3) What gets sent and privacy basics

  • Consumer Search: When searching, your query and an approximate location (based on IP) may be shared with the third-party search provider. It is stated that your ChatGPT account info and the raw IP itself are not shared.
  • Enterprise/Edu: Bing receives a query that is decoupled from your account. Documentation also notes the possibility of sharing general location and IP. Admins can toggle Search on/off.

4) How Deep Research/Agent differs

  • Search: Looks up a small number of sites quickly and returns a short answer with links.
  • Deep Research: Performs multi-step, autonomous exploration across many sources to produce a detailed, cited report (takes minutes). As of July 2025, the visual browser was integrated into Agent mode.

5) How to use it (quick start)

  1. Lightweight, recent facts: Ask normally → If needed, Search runs → Check citations.
  2. Trigger it yourself: View all tools → Search or “/” → Search.
  3. In-depth investigations: Choose Deep Research and specify evaluation criteria/output format (you’ll get a report with citations).
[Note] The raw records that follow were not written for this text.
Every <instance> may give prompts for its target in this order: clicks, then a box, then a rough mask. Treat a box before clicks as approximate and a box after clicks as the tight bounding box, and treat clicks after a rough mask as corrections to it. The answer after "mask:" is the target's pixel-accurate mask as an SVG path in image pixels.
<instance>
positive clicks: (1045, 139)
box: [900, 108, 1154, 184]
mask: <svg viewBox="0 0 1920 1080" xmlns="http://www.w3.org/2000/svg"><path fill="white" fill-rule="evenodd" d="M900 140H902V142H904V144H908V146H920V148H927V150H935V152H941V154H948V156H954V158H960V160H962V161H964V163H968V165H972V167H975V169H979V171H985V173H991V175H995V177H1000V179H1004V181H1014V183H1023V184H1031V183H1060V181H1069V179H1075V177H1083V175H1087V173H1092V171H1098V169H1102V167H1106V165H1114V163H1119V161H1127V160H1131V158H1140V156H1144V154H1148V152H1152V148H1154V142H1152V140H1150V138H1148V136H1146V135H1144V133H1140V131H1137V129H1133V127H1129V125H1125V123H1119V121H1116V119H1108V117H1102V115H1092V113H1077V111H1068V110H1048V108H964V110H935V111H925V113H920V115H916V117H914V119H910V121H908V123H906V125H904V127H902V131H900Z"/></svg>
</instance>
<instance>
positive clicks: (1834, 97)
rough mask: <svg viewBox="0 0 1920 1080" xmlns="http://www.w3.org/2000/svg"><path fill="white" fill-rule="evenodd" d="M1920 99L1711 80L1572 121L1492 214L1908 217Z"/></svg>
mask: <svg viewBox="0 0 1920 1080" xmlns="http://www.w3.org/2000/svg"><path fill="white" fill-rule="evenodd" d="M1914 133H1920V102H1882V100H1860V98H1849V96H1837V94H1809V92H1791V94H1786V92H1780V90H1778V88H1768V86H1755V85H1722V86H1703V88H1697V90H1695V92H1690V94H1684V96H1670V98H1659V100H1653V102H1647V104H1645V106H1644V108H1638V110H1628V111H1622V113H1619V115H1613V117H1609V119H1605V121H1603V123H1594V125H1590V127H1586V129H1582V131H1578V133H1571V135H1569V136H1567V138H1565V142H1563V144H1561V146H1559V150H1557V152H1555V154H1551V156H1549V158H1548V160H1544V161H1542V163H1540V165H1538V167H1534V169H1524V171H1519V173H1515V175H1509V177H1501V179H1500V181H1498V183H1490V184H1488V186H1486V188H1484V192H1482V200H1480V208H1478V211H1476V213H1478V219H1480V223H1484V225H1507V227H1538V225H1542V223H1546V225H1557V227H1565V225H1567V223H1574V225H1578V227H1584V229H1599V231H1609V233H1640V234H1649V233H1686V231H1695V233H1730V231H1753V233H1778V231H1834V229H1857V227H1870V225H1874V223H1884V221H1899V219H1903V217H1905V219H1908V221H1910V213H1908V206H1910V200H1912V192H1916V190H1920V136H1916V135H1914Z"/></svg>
6) Common misconceptions (brief)

  • “Is it just Google results?”
    No. By default it uses third-party providers (for Enterprise/Edu Bing only) and ChatGPT summarizes the findings.
  • “I want Google specifically.”
    Use !g your query to open Google directly (this is not ChatGPT Search).

7) Notes for admins (organizational rollout)

  • You can enable/disable Search in Admin settings (for your workspace or per GPT, as applicable).

8) Summary

  • Per current official materials, ChatGPT Search does not use Google by default.
  • For individuals, it relies on third-party search providers (with Bing mentioned as an example); Enterprise/Edu documentation explicitly says Bing only. If you prefer Google, you can jump to it with !g, which sits outside the ChatGPT Search pipeline.